Use pickle.load inside the getitem function of a dataloader is not automatically mapped to gpu

Hi, I build a dataloader and wrapped it with a lightning datamodule that loads precomputed features saved in pkl file. So in the getitem function, I load it with pickl.load(filename), but I got the error:

*** RuntimeError: Caught RuntimeError in DataLoader worker process 2.
Original Traceback (most recent call last):
  File "/home/szding/.conda/envs/v2sa2/lib/python3.12/site-packages/torch/utils/data/_utils/worker.py", line 308, in _worker_loop
    data = fetcher.fetch(index)  # type: ignore[possibly-undefined]

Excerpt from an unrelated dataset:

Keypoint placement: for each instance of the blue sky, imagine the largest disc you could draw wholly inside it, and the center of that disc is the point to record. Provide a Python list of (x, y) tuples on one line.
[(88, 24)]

           ^^^^^^^^^^^^^^^^^^^^
  File "/home/szding/.conda/envs/v2sa2/lib/python3.12/site-packages/torch/utils/data/_utils/fetch.py", line 54, in fetch
    return self.collate_fn(data)
           ^^^^^^^^^^^^^^^^^^^^^
  File "/home/szding/.conda/envs/v2sa2/lib/python3.12/site-packages/torch/utils/data/_utils/collate.py", line 316, in default_collate
    return collate(batch, collate_fn_map=default_collate_fn_map)
           ^^^^^^^^^^^^^^^^^^^^^^^^^^^^^^^^^^^^^^^^^^^^^^^^^^^^^
  File "/home/szding/.conda/envs/v2sa2/lib/python3.12/site-packages/torch/utils/data/_utils/collate.py", line 154, in collate
    clone.update({key: collate([d[key] for d in batch], collate_fn_map=collate_fn_map) for key in elem})

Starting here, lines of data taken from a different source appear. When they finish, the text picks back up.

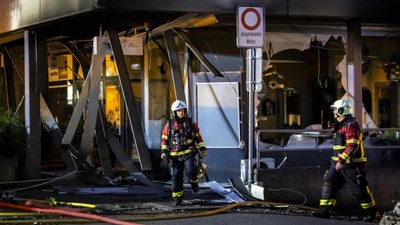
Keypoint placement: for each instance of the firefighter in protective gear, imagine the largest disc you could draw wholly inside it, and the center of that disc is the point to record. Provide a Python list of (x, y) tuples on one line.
[(347, 164), (180, 140)]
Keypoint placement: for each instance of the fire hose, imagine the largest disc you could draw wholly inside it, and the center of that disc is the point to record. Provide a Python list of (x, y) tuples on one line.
[(67, 213)]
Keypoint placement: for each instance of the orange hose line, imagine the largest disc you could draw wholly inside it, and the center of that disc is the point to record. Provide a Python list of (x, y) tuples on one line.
[(68, 213)]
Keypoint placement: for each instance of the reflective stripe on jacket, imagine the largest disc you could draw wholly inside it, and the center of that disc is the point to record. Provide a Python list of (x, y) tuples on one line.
[(182, 138), (347, 142)]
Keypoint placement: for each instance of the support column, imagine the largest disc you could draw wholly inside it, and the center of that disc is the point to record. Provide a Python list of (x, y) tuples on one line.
[(32, 107), (354, 70)]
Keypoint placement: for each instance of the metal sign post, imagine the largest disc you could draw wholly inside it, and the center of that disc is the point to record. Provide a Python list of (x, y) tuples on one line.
[(253, 84), (251, 35)]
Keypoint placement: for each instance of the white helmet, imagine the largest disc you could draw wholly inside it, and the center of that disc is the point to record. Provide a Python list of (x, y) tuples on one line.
[(342, 107), (178, 104)]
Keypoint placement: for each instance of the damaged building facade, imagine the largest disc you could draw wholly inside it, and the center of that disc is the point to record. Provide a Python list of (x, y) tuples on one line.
[(94, 81)]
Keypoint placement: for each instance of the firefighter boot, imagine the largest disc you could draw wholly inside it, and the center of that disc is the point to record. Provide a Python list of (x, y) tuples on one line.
[(177, 201), (323, 213), (195, 187), (370, 215)]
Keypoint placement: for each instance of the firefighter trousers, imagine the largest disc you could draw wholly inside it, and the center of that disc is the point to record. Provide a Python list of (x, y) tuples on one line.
[(181, 165), (352, 175)]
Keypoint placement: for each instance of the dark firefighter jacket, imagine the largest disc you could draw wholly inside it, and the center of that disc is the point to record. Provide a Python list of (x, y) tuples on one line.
[(181, 138), (347, 142)]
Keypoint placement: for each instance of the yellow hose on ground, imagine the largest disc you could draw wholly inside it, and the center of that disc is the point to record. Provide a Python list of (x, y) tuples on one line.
[(160, 216)]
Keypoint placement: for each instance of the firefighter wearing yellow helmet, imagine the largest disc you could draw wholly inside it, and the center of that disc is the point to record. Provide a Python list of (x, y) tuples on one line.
[(347, 164), (179, 142)]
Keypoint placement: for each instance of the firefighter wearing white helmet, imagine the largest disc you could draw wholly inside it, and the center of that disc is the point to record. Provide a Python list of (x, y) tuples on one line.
[(347, 164), (342, 108), (179, 143)]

                       ^^^^^^^^^^^^^^^^^^^^^^^^^^^^^^^^^^^^^^^^^^^^^^^^^^^^^^^^^^^^^^^
  File "/home/szding/.conda/envs/v2sa2/lib/python3.12/site-packages/torch/utils/data/_utils/collate.py", line 141, in collate
    return collate_fn_map[elem_type](batch, collate_fn_map=collate_fn_map)
           ^^^^^^^^^^^^^^^^^^^^^^^^^^^^^^^^^^^^^^^^^^^^^^^^^^^^^^^^^^^^^^^
  File "/home/szding/.conda/envs/v2sa2/lib/python3.12/site-packages/torch/utils/data/_utils/collate.py", line 213, in collate_tensor_fn
    return torch.stack(batch, 0, out=out)
           ^^^^^^^^^^^^^^^^^^^^^^^^^^^^^^
RuntimeError: Expected all tensors to be on the same device, but found at least two devices, cpu and cuda:0! (when checking argument for argument tensors in method wrapper_CUDA_cat_out_out)

And I checked after loading the file with pickle, the location of the data is on CPU. I thought it will be automatically mapped to cuda, now what should I do? Thanks!